Die Schaffung von neuen, antidemokratischen Governancestrukturen und -verfahren, die – wie der
vorgeschlagene Regulierungsrat – „Regulierungen harmonisieren“ sollen, würden TTIP und andere
Abkommen zu ‘lebenden’ Abkommen machen („living agreements“), die ständig im Geheimen von nicht
gewählten Bürokrat_Innen und Vertreter_Innen des Big Business weiter entwickelt würden. Diese
undemokratischen Strukturen drohen wichtige Standards und Regeln zum Schutz öffentlicher Interessen
abzusenken oder sie verbieten zukünftige Verbesserungen, unabhängig davon, ob sie notwendig sind oder
es ein öffentliches Mandat dafür gibt.

• Erkenntnisse aus Lobbydokumenten der Wirtschaft und Industrie offenbaren, dass der Fokus auf
nichttarifäre Handelshemmnisse und regulatorische Konvergenz genutzt wird, um Deregulierung,
vermehrte Investitionsgarantien, verstärkte Monopolbildung an geistigen Eigentumsrechten und
letztlich einen Unterbietungswettlauf voranzutreiben.
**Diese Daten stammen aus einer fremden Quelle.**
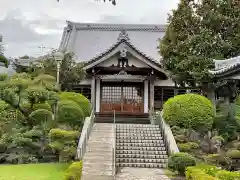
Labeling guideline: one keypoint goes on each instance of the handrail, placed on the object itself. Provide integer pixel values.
(114, 145)
(169, 140)
(86, 130)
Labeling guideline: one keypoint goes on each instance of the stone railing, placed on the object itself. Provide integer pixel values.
(86, 130)
(169, 140)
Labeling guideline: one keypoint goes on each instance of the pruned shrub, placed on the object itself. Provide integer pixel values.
(180, 161)
(193, 173)
(69, 112)
(40, 115)
(187, 147)
(74, 171)
(42, 106)
(228, 175)
(189, 111)
(217, 159)
(80, 99)
(64, 143)
(233, 153)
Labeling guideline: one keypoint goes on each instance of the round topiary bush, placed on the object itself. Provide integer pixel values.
(80, 99)
(69, 112)
(180, 161)
(74, 171)
(189, 111)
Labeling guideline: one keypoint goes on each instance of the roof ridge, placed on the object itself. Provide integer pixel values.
(117, 27)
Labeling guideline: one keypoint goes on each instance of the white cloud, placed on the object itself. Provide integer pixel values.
(27, 24)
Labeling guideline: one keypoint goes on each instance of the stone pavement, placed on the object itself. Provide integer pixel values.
(140, 174)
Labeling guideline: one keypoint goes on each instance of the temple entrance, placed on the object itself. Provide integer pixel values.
(122, 97)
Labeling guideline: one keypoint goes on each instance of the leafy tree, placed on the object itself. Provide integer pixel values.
(198, 32)
(70, 71)
(190, 111)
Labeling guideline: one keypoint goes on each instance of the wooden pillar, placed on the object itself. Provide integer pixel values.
(93, 92)
(151, 94)
(146, 96)
(98, 94)
(211, 96)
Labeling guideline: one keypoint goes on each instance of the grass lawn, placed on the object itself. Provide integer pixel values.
(49, 171)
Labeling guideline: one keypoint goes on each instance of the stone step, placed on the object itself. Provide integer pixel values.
(141, 148)
(139, 141)
(139, 152)
(142, 165)
(139, 134)
(150, 156)
(140, 160)
(136, 125)
(97, 177)
(140, 144)
(139, 137)
(138, 131)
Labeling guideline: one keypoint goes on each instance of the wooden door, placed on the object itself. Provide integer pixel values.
(123, 98)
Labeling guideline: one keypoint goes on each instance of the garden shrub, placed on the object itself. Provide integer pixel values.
(228, 175)
(80, 99)
(74, 171)
(233, 153)
(40, 115)
(187, 147)
(64, 143)
(42, 106)
(189, 111)
(217, 159)
(207, 172)
(69, 112)
(193, 173)
(179, 161)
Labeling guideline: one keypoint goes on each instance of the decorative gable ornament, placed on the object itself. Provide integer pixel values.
(123, 36)
(123, 53)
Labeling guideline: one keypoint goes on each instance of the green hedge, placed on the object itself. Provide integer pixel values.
(189, 111)
(207, 172)
(179, 161)
(74, 172)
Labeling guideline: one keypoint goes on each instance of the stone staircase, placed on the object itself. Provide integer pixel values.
(97, 161)
(140, 145)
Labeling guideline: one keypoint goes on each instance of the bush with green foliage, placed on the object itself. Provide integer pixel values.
(69, 112)
(207, 172)
(64, 143)
(218, 159)
(187, 147)
(180, 161)
(80, 99)
(233, 153)
(74, 171)
(189, 111)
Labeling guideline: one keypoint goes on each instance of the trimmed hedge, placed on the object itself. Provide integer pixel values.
(69, 112)
(187, 147)
(189, 111)
(74, 171)
(180, 161)
(207, 172)
(80, 99)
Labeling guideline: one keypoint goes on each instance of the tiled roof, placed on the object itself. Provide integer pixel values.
(225, 66)
(89, 41)
(120, 40)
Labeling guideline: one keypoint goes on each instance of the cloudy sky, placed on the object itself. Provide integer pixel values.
(27, 25)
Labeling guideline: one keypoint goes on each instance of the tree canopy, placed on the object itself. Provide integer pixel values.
(71, 72)
(199, 32)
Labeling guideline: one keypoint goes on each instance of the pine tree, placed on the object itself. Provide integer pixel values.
(197, 33)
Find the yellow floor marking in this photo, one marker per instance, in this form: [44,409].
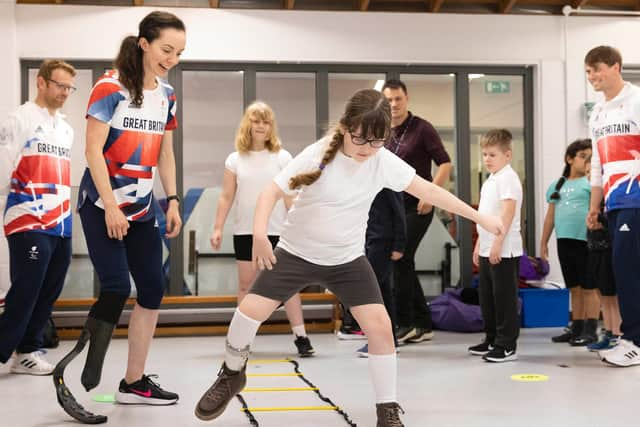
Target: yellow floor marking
[275,375]
[293,408]
[529,377]
[257,389]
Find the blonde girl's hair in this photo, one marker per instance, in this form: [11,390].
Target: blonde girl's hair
[258,110]
[368,109]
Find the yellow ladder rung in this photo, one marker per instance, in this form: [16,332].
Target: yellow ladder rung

Wir fordern Sie auf, ein klares und starkes Signal an die Verhandlungsführer_Innen zu senden, dass das
Europäische Parlament TTIP und andere gleichartige Handels- und Investitionsabkommen ablehnen wird
(so z.B. das EU-Kanada Abkommen CETA), weil sie nicht dem öffentlichen Interesse dienen und weil sie
fundamentale Grund- und Freiheitsrechte bedrohen, die in langen demokratischen Kämpfen errungen wurden.